Saturday, May 29, 2010

No end in sight

I just watched the documentary No End in Sight about the US invasion and post reconstruction attempts of Iraq. It was made in 2007 and now I get to see this movie 3 years later and have to say it lives up to it's name. The Senate just approved $60 billion for continued funding of Iraq and more deployment troops to Afghanistan, as well as rejected a measure to create a time table for Afghanistan.

The movie gives a good overview of what led to the invasion and what happened during occupation. The war was disasterous in many respects including: the top executives had no basis of realism and refused to acknowledge outside input or dissent, there was a few months of planning before the invasion, the people sent to Baghdad in ORHA got replaced quickly by CPA in three months, very few officials involved spoke Arabic or had any prior experience in the Middle East, government officials who dissented got fired or found it hard to speak up persistently, there were not enough troops sent, US officials in Iraq secluded themselves in the Green Zone, military contractors were very overpriced and took the roles of reconstruction when the Iraqis stakeholders should have.

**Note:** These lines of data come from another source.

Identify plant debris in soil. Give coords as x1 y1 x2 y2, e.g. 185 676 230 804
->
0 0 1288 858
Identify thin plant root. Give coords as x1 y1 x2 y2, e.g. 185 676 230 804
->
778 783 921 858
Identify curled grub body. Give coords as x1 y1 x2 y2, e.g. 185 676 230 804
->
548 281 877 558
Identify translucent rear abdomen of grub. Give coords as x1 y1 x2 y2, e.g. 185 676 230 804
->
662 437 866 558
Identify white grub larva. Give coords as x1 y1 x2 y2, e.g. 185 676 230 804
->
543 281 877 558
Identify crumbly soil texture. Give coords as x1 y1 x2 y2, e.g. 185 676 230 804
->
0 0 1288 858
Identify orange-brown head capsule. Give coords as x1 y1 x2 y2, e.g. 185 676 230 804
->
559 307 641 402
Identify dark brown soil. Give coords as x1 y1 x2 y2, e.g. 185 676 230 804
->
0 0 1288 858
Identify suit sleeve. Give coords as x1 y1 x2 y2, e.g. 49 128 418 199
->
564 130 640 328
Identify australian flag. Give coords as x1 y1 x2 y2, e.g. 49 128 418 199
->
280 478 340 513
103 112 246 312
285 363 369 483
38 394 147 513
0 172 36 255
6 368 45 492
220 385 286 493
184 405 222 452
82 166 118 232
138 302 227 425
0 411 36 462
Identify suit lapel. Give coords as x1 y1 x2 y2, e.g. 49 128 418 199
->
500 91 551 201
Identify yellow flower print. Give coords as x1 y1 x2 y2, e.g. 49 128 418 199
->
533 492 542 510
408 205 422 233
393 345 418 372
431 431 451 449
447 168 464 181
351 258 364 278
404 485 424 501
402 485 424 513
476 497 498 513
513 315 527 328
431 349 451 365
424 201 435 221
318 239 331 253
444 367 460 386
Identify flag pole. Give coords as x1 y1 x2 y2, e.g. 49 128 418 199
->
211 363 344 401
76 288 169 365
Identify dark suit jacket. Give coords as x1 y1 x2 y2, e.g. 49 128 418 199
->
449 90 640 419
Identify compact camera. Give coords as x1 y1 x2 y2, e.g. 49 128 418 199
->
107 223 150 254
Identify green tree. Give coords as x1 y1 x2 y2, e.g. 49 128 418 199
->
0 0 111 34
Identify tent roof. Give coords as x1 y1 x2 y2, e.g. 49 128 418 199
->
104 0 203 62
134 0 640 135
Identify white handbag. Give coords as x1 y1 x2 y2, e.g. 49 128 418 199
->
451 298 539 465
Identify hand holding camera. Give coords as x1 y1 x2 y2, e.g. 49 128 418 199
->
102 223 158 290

According to the documentary, Head of CPA, L. Paul Bremer made three huge mistakes: 1) martial law was not enforced, so there was no security at all from anywhere because there was no police enforcement 2) deBa'athification -- anybody (including officials or schoolteachers who could have helped to tell US officials what they wanted for a new Iraq) affiliated with the Ba'ath party was rendered employed forever, 3) Iraqi military forces were disbanded and also made unemployed. Anarchy prevailed, and these unemployed people, estimates as high as half of the population, often in the goal of being able to support their families and wanting incompetent and destructive US forces in their country gone, became insurgent.

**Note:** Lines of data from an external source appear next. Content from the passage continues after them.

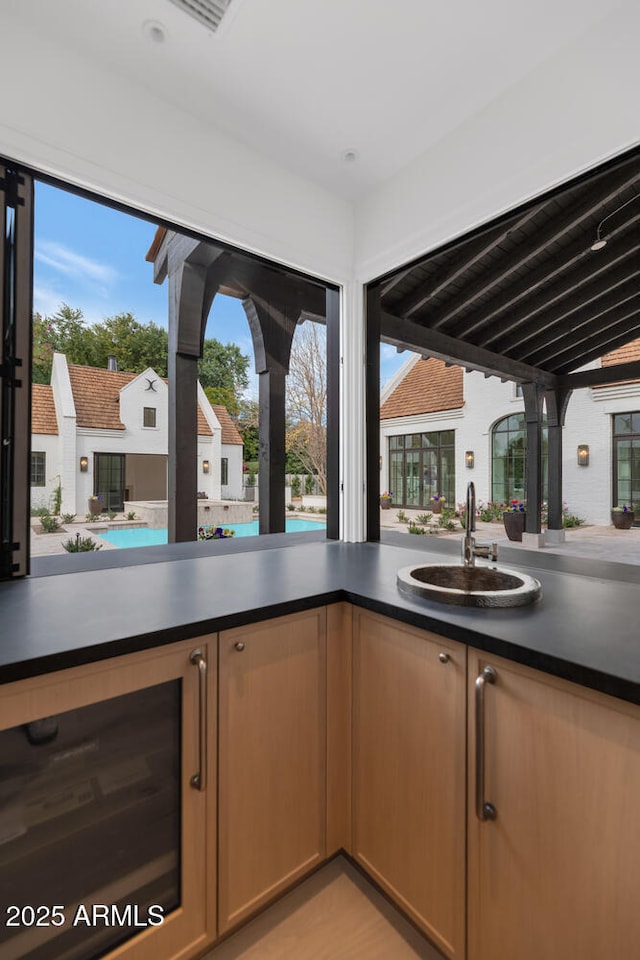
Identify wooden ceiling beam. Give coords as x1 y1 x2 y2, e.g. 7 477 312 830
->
420 167 640 332
500 270 640 362
455 223 640 346
381 312 556 387
390 206 540 318
519 284 639 366
559 360 640 390
545 302 640 373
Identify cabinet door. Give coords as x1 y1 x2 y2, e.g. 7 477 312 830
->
0 638 216 960
469 651 640 960
353 610 466 957
218 610 326 933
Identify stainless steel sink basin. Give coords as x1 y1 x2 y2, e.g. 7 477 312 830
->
397 564 542 607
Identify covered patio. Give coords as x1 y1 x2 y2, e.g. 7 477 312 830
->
367 149 640 545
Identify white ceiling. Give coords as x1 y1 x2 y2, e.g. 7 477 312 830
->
0 0 624 200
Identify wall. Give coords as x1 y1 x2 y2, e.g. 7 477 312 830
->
31 434 64 510
355 3 640 281
380 364 640 525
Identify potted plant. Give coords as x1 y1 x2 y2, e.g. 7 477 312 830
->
611 503 636 530
502 500 527 541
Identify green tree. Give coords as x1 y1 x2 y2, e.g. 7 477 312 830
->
33 303 96 383
198 337 249 417
92 313 168 377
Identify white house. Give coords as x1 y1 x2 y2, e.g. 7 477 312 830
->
31 353 243 515
380 340 640 524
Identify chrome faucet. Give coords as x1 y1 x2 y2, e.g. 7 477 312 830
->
462 480 498 567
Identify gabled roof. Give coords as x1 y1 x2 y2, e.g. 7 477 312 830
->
372 149 640 390
211 403 242 446
69 363 212 437
31 383 58 434
380 358 464 420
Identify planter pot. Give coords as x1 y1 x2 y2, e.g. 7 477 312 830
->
611 510 635 530
502 510 527 542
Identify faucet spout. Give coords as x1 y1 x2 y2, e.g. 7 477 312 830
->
462 480 498 567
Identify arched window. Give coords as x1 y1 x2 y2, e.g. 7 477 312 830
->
491 413 547 503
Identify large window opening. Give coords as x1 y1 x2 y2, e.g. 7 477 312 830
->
612 412 640 515
0 159 339 577
389 430 455 509
491 413 548 504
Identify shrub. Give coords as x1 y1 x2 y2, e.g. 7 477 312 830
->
40 514 60 533
62 533 102 553
407 520 427 535
51 477 62 516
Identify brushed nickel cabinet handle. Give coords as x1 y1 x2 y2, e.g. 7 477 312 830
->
189 650 207 790
475 667 498 821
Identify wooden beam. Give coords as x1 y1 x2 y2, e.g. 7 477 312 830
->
526 292 640 370
382 312 556 387
558 360 640 390
393 206 540 318
502 258 640 362
455 213 640 346
422 168 638 330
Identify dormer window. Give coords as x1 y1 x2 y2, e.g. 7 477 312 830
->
142 407 156 427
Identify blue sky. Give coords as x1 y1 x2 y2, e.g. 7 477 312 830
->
34 182 407 382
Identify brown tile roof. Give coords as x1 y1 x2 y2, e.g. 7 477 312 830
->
211 403 242 444
380 357 464 420
69 363 212 437
594 340 640 390
31 383 58 434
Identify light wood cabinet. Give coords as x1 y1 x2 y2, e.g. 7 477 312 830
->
468 651 640 960
0 637 217 960
352 610 462 960
218 609 326 933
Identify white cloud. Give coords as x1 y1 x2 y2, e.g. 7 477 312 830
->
35 240 118 295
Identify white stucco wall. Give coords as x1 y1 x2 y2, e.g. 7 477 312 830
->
221 443 244 500
31 433 62 513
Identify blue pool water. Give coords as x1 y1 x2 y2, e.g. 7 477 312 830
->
100 519 325 547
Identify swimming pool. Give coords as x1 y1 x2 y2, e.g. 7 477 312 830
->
100 519 326 548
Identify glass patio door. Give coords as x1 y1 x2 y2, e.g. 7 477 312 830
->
613 413 640 513
94 453 124 513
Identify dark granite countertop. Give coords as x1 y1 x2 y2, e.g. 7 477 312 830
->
0 534 640 703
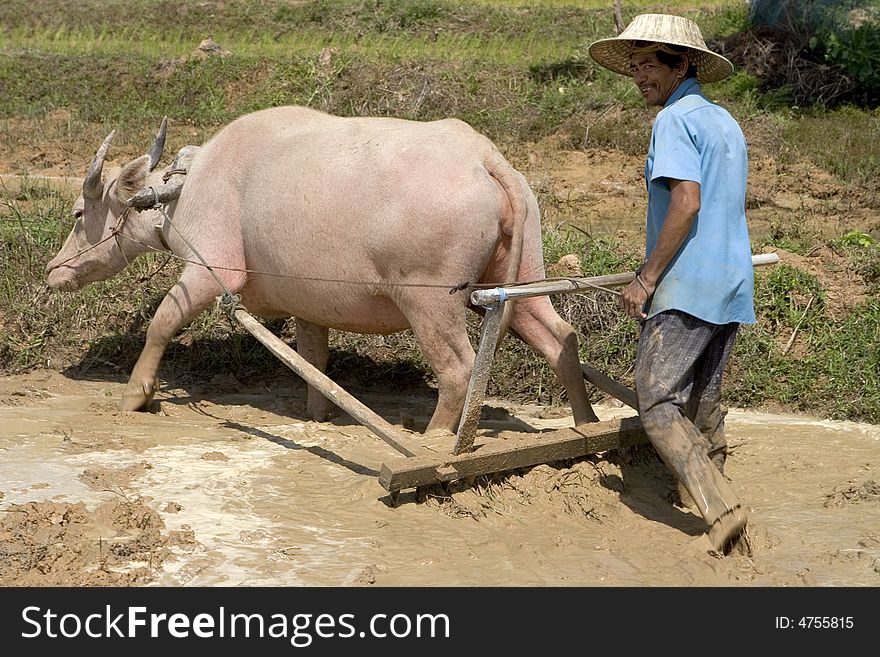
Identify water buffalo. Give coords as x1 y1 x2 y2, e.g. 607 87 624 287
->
47 107 597 431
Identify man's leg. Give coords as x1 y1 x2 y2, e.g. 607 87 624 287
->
635 311 747 550
687 323 739 474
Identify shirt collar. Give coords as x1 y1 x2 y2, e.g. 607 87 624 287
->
663 78 703 107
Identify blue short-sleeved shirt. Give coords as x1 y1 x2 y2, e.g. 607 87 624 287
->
645 78 756 324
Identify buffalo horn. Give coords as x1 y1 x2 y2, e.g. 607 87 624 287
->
149 116 168 171
83 130 116 198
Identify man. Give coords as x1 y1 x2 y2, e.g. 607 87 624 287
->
590 14 755 552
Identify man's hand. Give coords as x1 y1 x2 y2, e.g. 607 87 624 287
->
620 274 655 320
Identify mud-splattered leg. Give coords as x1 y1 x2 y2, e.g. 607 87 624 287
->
636 311 747 551
296 317 334 422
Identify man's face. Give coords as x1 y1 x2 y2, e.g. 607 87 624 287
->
629 52 688 106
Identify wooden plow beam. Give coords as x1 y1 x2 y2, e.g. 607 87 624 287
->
231 254 779 498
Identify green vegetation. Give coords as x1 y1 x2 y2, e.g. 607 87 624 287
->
0 0 880 422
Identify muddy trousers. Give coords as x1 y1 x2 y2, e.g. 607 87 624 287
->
635 310 746 549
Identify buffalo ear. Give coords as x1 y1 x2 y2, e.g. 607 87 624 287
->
116 155 151 203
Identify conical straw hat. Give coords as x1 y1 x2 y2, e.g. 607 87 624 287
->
589 14 733 82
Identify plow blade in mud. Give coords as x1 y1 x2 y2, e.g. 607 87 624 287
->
379 417 648 493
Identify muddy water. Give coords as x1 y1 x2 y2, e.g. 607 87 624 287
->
0 372 880 586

Newspapers don't report as much on the Iraqi war now. The country seems in complete shambles, with little to no infrastructure. The problem hasn't been resolved at all. The death toll and injury rate is too high for the outcome: destruction of a country. And this isn't just limited to Iraq either. Palestine , Pakistan, Afghanistan are just a few other examples.

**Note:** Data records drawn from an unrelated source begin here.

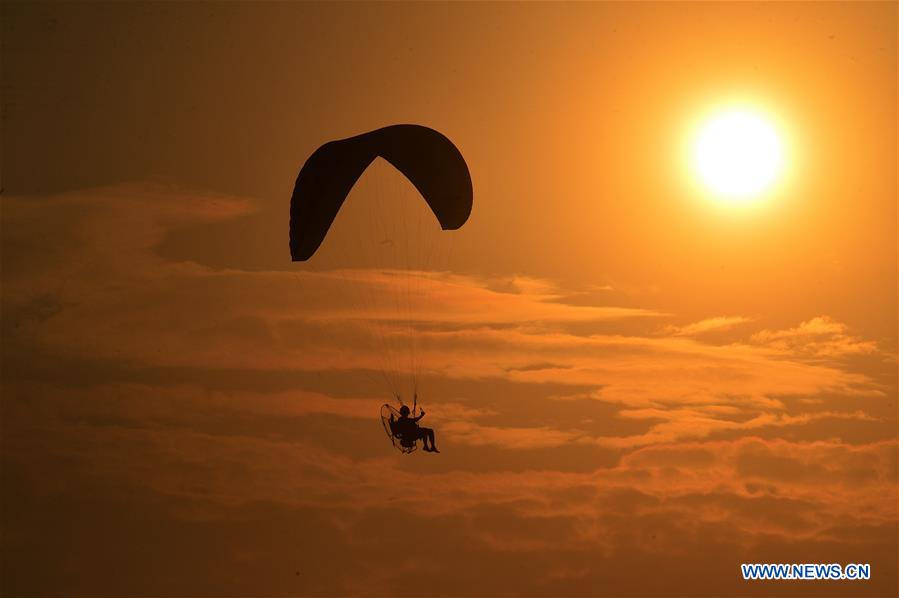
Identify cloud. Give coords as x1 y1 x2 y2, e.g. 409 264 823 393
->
0 185 897 595
665 316 752 336
750 316 878 357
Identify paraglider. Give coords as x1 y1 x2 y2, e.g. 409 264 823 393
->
290 125 472 262
290 124 472 453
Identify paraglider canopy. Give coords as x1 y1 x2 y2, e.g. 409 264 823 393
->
290 124 472 261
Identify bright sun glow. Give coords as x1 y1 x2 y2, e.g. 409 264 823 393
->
692 110 784 200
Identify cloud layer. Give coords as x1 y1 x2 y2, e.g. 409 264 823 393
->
2 185 897 596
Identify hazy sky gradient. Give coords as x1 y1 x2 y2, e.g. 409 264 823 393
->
0 2 899 596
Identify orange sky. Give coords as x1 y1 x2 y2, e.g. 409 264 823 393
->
0 2 899 596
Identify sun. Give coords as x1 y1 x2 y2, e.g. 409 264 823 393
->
692 108 784 202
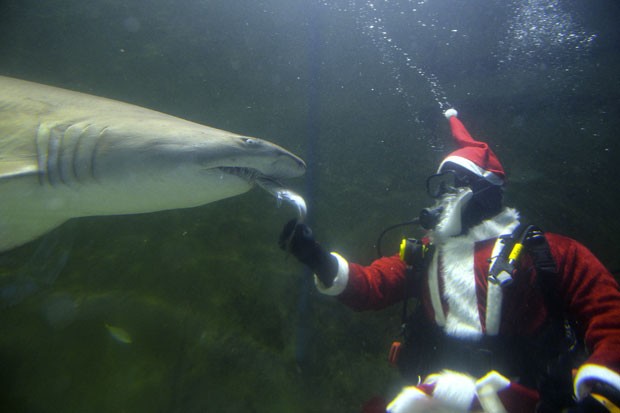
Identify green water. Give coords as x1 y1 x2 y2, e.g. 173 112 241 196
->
0 0 620 413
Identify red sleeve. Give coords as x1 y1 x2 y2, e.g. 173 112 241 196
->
547 234 620 373
338 255 406 311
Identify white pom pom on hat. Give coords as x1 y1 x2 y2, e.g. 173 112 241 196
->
438 108 506 185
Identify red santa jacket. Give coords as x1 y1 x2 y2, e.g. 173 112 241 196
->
317 209 620 399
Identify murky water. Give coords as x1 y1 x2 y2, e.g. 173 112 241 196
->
0 0 620 412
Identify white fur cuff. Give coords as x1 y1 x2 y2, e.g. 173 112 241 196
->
314 252 349 295
574 364 620 400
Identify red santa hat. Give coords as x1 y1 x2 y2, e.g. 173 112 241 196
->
438 109 506 185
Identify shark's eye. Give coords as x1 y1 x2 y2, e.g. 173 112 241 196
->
241 138 258 146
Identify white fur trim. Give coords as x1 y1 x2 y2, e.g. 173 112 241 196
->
437 155 504 185
443 108 459 119
428 208 519 340
424 370 476 412
428 249 446 327
464 208 519 242
386 386 434 413
485 282 504 336
314 252 349 295
440 232 482 340
476 370 510 413
574 364 620 400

donde hay guerra no hay paz ni seguridad ni vida sustainable. demasiada violencia y quimica. la gente esta sin las cosas mas basicas, como agua y comida y casa, y en muchos casos, sin sus amados porque se murieron. y si la guerra termina, la cualidad de vida esta tan peor, porque no hay recursos o tierra para construir y usar para vivir. para obtener la recuperacion de una sociedad es muy dificil cuando ya esta destruido el pais.